シスレー展@練馬区立美術館

 今日10月30日は、フランス印象派の画家アルフレッド・シスレーの誕生日である。1839年の生まれだ。昨日は近所の練馬区立美術館でシスレー展をやっているので、ちょっと見に行った。シスレーは「典型的な印象派の画家」といわれ、印象派展には必ず出品されてるのだが、あまり印象に残る作品は無い。みな小品の風景画で、青空を背景に水面と雑木林に点景の人物が隠れて居て、穏やかで静かな時間が流れている。好きな絵だが、当たり前の風景画で、強烈な印象を残すことは無い。(^^ゞ

シスレーの風景画

 しかし、この当たり前の画家であることか、まさにシスレーの典型たるゆえんなのである。趣味の日曜画家というと、石神井公園あたりで、池畔にキャンバスを立てて、のんびり絵を描く人物を想像するが、この典型像を一生貫いたのがシスレーである。
 それ以前の画家と言うと、王侯貴族のパトロンを持ち、制作は注文で、たっぷり時間をかけて細密でリアルな絵を、室内で描いて納品するというライフスタイルであった。、絵の色調は渋く暗く、テーマは神話や歴史や肖像であった。これに対し、シスレーは戸外で、自分の描きたいものを描いた。チューブから絞り出した絵の具を、そのままキャンバスに置いていくような荒いタッチの早描きで、明るい気持ちの良い絵を描いて、これを市民の新しい資産階級に売っていた。貧乏ながら画家が生計を独立したのである。
 日本で洋画が取り入れられた時、まさにこのスタイルが洋画家の典型となった。シスレーは現代洋画の始祖かもしれない。(^o^)わははは…

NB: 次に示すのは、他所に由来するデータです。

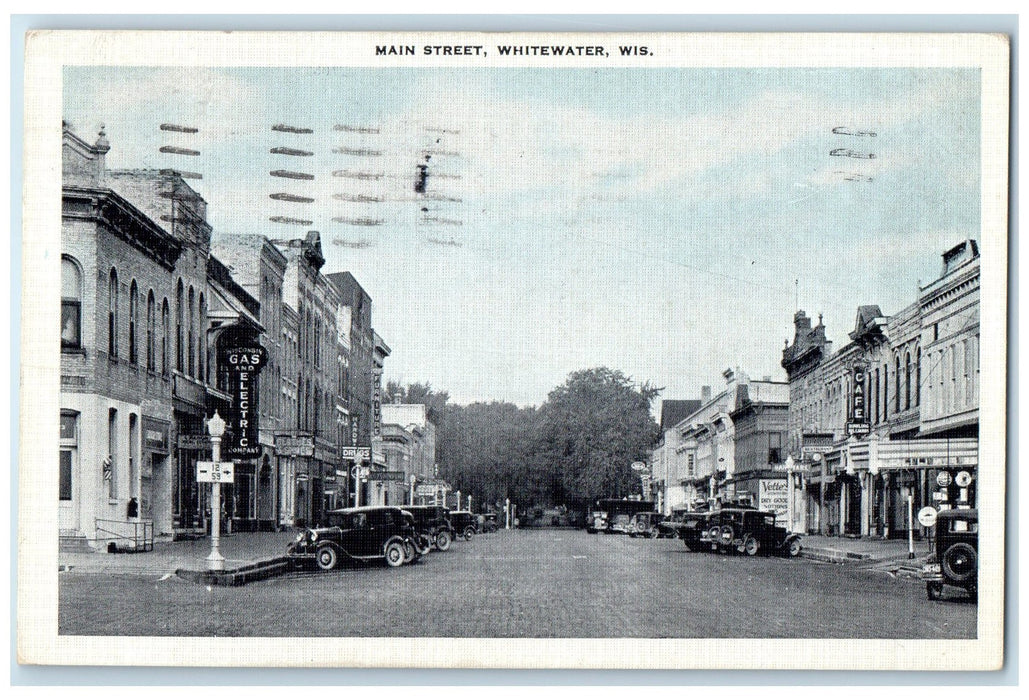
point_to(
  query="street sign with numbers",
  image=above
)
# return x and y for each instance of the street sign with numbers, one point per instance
(215, 473)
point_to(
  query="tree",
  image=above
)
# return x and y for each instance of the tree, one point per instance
(593, 427)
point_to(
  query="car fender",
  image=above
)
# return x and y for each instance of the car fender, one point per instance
(331, 545)
(789, 538)
(392, 538)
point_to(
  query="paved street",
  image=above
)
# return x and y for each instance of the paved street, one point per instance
(529, 583)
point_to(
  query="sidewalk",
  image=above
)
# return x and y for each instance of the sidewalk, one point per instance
(240, 550)
(891, 555)
(247, 550)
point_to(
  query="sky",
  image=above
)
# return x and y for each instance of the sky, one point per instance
(662, 221)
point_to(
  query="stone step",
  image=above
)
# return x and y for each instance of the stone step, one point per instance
(75, 544)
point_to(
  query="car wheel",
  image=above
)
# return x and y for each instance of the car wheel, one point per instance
(326, 558)
(959, 562)
(423, 545)
(394, 554)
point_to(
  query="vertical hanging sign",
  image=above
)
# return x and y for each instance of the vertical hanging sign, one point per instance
(243, 363)
(377, 407)
(858, 423)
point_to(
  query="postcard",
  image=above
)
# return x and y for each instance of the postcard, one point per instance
(513, 350)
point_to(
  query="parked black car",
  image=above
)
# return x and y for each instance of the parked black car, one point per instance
(645, 525)
(363, 533)
(488, 522)
(955, 554)
(750, 531)
(464, 522)
(692, 527)
(433, 523)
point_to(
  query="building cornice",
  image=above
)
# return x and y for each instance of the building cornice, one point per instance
(122, 219)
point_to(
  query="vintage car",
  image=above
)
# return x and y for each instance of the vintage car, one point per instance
(955, 554)
(433, 523)
(464, 523)
(362, 533)
(693, 529)
(645, 525)
(488, 522)
(750, 531)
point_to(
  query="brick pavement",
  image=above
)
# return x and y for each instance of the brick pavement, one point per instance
(240, 550)
(246, 549)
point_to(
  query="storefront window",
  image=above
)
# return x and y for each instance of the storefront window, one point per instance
(69, 445)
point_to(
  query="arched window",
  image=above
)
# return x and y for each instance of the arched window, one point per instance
(71, 304)
(166, 333)
(896, 386)
(150, 320)
(191, 347)
(316, 423)
(907, 379)
(112, 315)
(133, 322)
(918, 379)
(886, 392)
(201, 341)
(179, 304)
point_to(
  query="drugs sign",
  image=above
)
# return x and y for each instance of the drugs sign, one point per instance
(362, 453)
(215, 473)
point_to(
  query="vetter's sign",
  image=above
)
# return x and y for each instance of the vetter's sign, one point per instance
(244, 364)
(773, 494)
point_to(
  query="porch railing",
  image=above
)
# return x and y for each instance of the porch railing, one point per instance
(126, 535)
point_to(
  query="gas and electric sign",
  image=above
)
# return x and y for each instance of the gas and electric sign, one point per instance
(244, 364)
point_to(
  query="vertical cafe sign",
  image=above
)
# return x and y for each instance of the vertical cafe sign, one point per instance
(244, 364)
(858, 423)
(377, 406)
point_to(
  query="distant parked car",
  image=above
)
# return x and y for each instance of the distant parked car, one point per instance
(488, 522)
(433, 523)
(464, 523)
(955, 554)
(363, 533)
(645, 525)
(750, 531)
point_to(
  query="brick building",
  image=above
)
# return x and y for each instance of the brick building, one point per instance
(259, 268)
(307, 447)
(117, 352)
(893, 415)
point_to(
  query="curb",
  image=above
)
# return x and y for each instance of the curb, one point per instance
(834, 556)
(238, 576)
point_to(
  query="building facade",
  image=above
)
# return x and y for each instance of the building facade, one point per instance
(117, 351)
(259, 269)
(889, 423)
(307, 447)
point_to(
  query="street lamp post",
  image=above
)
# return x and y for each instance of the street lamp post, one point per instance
(216, 428)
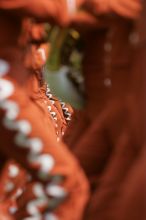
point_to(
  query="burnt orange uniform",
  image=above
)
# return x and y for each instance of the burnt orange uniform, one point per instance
(110, 135)
(55, 179)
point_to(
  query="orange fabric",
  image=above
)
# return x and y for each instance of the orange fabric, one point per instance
(108, 137)
(33, 117)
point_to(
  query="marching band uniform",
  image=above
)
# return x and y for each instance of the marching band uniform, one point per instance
(55, 179)
(109, 134)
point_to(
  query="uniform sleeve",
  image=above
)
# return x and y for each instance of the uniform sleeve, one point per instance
(57, 179)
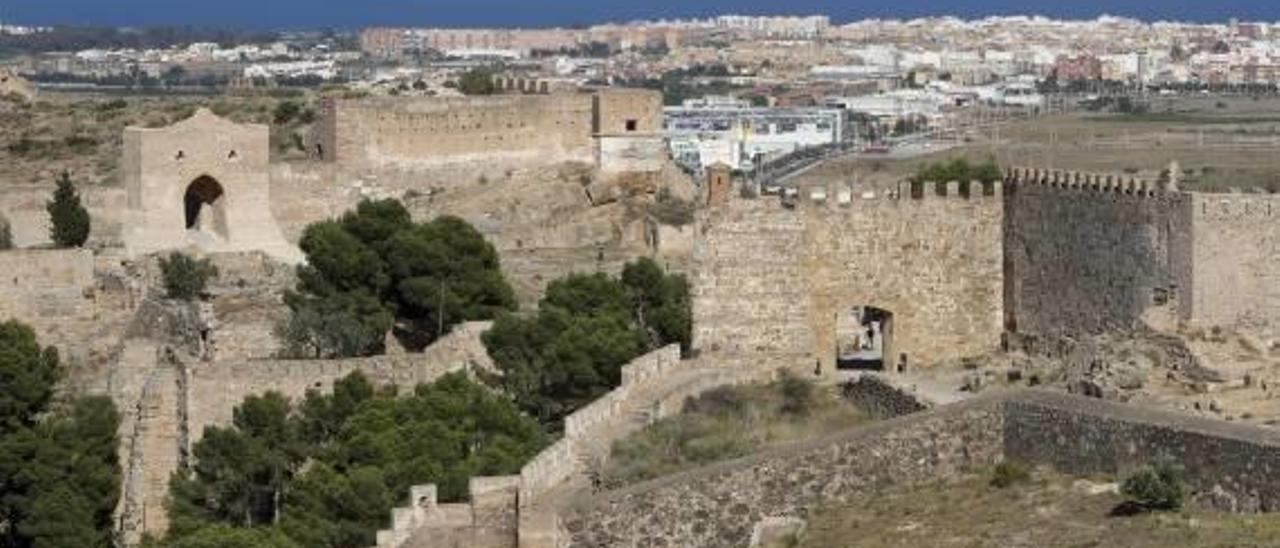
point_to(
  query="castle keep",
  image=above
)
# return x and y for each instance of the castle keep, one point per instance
(918, 277)
(956, 265)
(202, 182)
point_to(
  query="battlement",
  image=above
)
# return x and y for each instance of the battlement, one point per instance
(1082, 181)
(906, 192)
(1215, 206)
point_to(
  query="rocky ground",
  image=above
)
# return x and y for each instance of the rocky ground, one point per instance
(1050, 511)
(1221, 374)
(80, 133)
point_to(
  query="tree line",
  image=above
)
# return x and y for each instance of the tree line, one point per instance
(328, 469)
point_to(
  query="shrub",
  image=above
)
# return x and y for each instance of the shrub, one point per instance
(286, 112)
(798, 394)
(186, 278)
(671, 210)
(1157, 487)
(478, 81)
(5, 234)
(71, 222)
(1010, 473)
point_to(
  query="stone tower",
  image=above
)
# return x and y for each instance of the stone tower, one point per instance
(201, 183)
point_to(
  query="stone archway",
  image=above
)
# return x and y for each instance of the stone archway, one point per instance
(864, 338)
(204, 205)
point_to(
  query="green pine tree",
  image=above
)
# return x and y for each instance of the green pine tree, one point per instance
(69, 218)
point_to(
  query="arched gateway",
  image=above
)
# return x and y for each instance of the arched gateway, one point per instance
(201, 183)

  今回のシスレー展では、河川管理の技法が展示解説されていた。印象派はセーヌ河畔の静かな水を湛えた風景を光あふれる題材として描いているが、この水面はセーヌ川の船舶通行を確保するために湛えられた水であり、堰や閘門による河川管理の発達が作り出した風景なのだという話である。芸術とは異なるが、これはこれで、なかなか面白かった。産業の発達が新しい風景と、新しい資産階級と、新しいレクリェーションと芸術を、同時に生み出していくというのが、歴史なのであろう。